You brought up Manhattan. I responded with numbers from Manhattan. Now you move the goal post from Manhattan to NYC. Feels more like debate tactics and not like an insightful discussion, ngl.
Also you simply ignore the first two sentences of the article and you ignore the smallprint that I mentioned.
Also you state in a generalized way that real estate companies would want to make an accurate survey to invest better, which sounds like you were addressing the survey by the Corcoran Group, but why would they publish(!) their (according to you) important findings publicly. Why would they want others to invest better. Why would they hide the crucial information in the footprint? (And you didn't even admit that the numbers they provided were simply insufficient. Instead you moved the goalpost to NYC.)
Anyway.
I'm not even sure what you want to achieve except building thousands of new buildings in regular people's "backyards". Regular people who mostly don't want it. What is even your goal?
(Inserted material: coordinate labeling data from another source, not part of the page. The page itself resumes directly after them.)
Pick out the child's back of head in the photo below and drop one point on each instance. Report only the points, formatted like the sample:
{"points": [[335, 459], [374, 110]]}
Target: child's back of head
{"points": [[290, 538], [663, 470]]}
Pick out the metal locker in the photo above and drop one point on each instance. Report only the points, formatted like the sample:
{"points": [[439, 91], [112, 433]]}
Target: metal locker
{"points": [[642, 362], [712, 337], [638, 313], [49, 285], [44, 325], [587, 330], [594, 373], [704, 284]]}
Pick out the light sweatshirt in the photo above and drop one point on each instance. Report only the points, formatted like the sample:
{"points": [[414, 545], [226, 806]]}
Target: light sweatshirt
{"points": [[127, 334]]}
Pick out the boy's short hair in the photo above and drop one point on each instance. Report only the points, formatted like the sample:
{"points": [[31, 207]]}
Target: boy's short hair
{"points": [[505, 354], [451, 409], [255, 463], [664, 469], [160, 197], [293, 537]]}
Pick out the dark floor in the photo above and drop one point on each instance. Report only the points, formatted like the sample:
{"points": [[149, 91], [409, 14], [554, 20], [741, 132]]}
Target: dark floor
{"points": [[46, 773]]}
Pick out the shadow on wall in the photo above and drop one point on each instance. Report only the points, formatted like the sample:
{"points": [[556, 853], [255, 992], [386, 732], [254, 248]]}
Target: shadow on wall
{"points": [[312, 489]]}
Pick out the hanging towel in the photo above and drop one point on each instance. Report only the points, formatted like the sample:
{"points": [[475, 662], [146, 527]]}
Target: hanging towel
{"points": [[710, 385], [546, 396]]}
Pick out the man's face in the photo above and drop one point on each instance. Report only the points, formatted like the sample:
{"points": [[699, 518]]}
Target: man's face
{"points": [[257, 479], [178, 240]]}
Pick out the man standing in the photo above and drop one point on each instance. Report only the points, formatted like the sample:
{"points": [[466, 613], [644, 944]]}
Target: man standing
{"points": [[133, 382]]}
What is the problem you want to solve?
Can't be solving homelessness, cause the "pretty low" 4.54% vacancy rate in NYC would solve their homelessness many times over. (NYC Population: 8.38 million. NYC Homeless population: 52,137 => NYC Homeless rate: 0.62%)
This would be on top of other policies. (NYC is spending $2.4 billion homeless over the coming year. That's $46,032 per homeless person within a year.)
(Also the homeless population number should be taken with a grain of salt too as there are some benefits to be considered homeless and its nearly impossible to verify whether somebody is really homeless or living with friends or family or just "unlisted, paying with cash".)
So why are the current solutions and the vacancy tax proposals not enough? Why do you side with giant property/investments corporations and against the will of regular people? What's even your motivation and your goal?